As Robert pointed out in comments, this is a pretty common question which comes up regularly, and my rather old answer highlights most of the important points, although it probably isn't the canonical example we probably should have.
The really short answer is that you need to build the array of device pointers in host memory first, and then copy that array to the device.

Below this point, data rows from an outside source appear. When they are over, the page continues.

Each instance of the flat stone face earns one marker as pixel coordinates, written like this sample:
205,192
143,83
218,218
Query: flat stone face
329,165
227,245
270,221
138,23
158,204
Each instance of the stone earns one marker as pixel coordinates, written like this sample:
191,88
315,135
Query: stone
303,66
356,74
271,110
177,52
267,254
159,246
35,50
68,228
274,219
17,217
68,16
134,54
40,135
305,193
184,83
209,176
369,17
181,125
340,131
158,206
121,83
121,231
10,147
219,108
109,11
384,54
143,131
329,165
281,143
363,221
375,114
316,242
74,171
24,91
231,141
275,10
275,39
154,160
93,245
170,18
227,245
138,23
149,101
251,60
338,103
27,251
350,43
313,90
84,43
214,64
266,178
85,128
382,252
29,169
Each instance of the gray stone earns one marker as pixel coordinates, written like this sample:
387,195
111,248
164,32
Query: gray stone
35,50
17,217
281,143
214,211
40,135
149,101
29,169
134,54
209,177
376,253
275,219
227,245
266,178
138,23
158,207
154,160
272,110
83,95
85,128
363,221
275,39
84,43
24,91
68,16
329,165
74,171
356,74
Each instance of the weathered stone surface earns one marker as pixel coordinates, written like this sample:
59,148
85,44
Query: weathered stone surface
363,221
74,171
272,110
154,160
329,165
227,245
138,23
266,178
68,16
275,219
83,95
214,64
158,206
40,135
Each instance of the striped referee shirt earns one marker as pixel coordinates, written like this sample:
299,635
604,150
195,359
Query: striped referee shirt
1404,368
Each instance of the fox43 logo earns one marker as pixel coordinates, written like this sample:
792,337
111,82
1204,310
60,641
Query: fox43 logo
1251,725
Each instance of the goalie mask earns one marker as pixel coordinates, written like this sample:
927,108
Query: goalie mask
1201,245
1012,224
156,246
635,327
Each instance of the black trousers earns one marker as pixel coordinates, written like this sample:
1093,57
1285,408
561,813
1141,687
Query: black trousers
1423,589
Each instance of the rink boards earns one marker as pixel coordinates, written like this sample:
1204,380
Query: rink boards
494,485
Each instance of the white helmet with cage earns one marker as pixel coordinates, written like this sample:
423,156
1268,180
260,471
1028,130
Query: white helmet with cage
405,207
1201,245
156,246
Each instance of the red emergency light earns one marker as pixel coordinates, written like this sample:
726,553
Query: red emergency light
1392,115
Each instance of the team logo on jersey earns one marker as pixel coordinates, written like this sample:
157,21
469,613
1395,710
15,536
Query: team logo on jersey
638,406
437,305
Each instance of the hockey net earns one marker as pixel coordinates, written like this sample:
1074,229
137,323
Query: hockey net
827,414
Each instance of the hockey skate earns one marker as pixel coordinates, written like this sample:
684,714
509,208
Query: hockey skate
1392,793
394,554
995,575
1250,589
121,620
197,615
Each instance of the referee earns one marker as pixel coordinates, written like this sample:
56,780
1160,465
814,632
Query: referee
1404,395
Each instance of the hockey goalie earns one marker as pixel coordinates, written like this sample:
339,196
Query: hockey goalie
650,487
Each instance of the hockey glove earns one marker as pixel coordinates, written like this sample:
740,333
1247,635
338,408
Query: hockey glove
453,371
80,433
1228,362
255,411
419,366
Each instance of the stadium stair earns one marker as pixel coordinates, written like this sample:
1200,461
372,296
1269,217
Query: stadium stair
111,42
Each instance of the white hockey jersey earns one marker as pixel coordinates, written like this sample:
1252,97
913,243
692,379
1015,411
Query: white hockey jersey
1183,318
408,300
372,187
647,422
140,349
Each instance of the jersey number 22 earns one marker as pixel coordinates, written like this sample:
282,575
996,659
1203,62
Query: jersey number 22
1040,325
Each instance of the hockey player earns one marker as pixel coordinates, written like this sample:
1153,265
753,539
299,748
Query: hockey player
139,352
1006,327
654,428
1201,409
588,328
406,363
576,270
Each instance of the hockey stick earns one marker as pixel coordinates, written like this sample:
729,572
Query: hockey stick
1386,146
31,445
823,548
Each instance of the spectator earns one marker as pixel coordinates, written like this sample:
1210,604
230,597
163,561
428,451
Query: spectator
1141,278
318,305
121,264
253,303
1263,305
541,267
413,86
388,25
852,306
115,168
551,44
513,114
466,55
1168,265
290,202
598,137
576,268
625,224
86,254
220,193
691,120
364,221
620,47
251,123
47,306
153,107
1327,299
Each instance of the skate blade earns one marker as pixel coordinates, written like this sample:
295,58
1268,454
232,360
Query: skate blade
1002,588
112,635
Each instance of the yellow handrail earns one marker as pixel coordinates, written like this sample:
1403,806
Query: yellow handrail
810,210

Turning your code into a trivial example to allocate memory on the device, gets you something like this:
class Image{
public:
int rows;
int cols;
int ** pixels; //2D array
__host__ __device__
Image() {};
__host__ __device__
Image(int r, int c, int** p) : rows(r), cols(c), pixels(p) {};
};
__global__ void intialiseImage(Image image, const int p_val)
{
int i = blockIdx.y*blockDim.y + threadIdx.y;
int j = blockIdx.x*blockDim.x + threadIdx.x;
if (i < image.rows && j < image.cols) {
image.pixels[i][j] = p_val;
}
}
int** makeDeviceImage(Image& dev_image, const int rows, const int cols)
{
int** h_pixels = new int*[rows];
for(int i=0; i<rows; i++) {
cudaMalloc((void **)&h_pixels[i], sizeof(int) * size_t(cols));
}
int** d_pixels;
cudaMalloc((void**)&d_pixels, sizeof(int*) * size_t(rows));
cudaMemcpy(d_pixels, &h_pixels[0], sizeof(int*) * size_t(rows), cudaMemcpyHostToDevice);
dev_image = Image(rows, cols, d_pixels);
return h_pixels;
}
int main(void)
{
int rows = 16, cols = 32;
Image dev_image;
int** dev_pixels = makeDeviceImage(dev_image, rows, cols);
intialiseImage<<<rows, cols>>>(dev_image, 128);
cudaDeviceSynchronize();
cudaDeviceReset();
return 0;
}
I will leave the copy code as an exercise for the reader (hint: the array of pointers the function returns is extremely useful there), but there is one comment worth making. Have a look at this profiler output for that code:
>nvprof a.exe
==5148== NVPROF is profiling process 5148, command: a.exe
==5148== Profiling application: a.exe
==5148== Profiling result:
Time(%) Time Calls Avg Min Max Name
75.82% 2.2070us 1 2.2070us 2.2070us 2.2070us intialiseImage(Image, int)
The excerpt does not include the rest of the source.